The Izul was awesome to behold and is in all titanium. One of the versions might be in steel, though I am not sure. The dial was based on hand held stopwatches, but you could see the similarity to the Speedmaster Moonwatch. In fact, the dial design is sort of important to Japanese people. It is based on a series of stop watches made my Seiko for the 1964 Tokyo Olympics. That was the not only the first Olympics in Japan, but the first in all of Asia as I understand it. October 12th is a national holiday celebrating this fact.
I really want one of these Izul watches, badly. Investigating a bit I found that a few models existed and there are actually a few new ones that MAY be available (only in Japan!). Some models feature a unique twisting case that rotating all the way around. This is really weird actually as the watch chronograph is “upside down.” So when you twist it around for the chronograph to be right side up, the watch itself is upside down. I am more attracted to the less “interesting,” and more beautiful black or white dial version in the non-rotating titanium case. You can tell that it is a bull-head style with the crown and large pushers on the top. The dial layout is extremely functional and easy to read – the same as in the Seiko Spring Drive Spacewalk.
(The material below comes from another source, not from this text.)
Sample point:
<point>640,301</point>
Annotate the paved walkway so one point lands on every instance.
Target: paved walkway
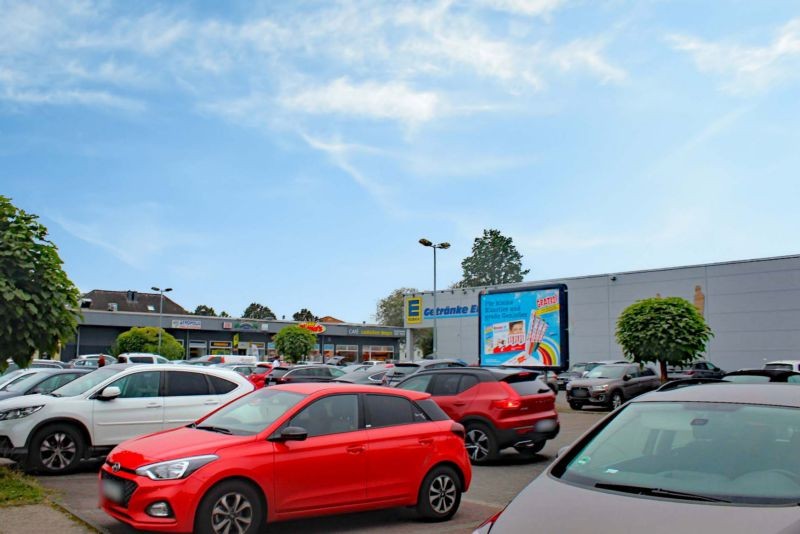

So a bit more about the large watch. First, the movement is the illustrious Seiko Spring Drive chronograph that has a 12 hour chronograph, date, and power reserve indicator for the 72 hours of power reserve. Like I said, these models have the GMT hand removed, and instead wish to emphasis the chronograph complications. I’ve talked about Spring Drive a lot. If you don’t know about, it you should want one. Really all the allure of a decorated, manufacture made mechanical movement, with the accuracy of a quartz watch. No batteries, ever! It is all powered by a mainspring. Magic, I know. The watch focuses on the Japanese ideal of perfection (also an ideal for Seiko). ) One thing the watches do, that has been a goal of many for so long is have a PERFECTLY smooth sweeping seconds hand. No mini ticking. Nothing but smooth as butter “glide motion” hands. Very impressive to see. Also, the watch is 100% silent. Put your ear up to it, and you can’t hear a thing. Seiko is very proud of this fact. There are a few other impressive points for Spring Drive movements, but I will leave that to other articles.
Movement has 49 jewels and almost 400 parts. All lovingly made and assembled by hand (I can attest to that having seen it with my own eyes). Size of the watches were large and in charge at between 47-51mm wide. Simply stunning and most certainly a crowd pleaser. Find one if you can, retail price was around $8,000 bucks.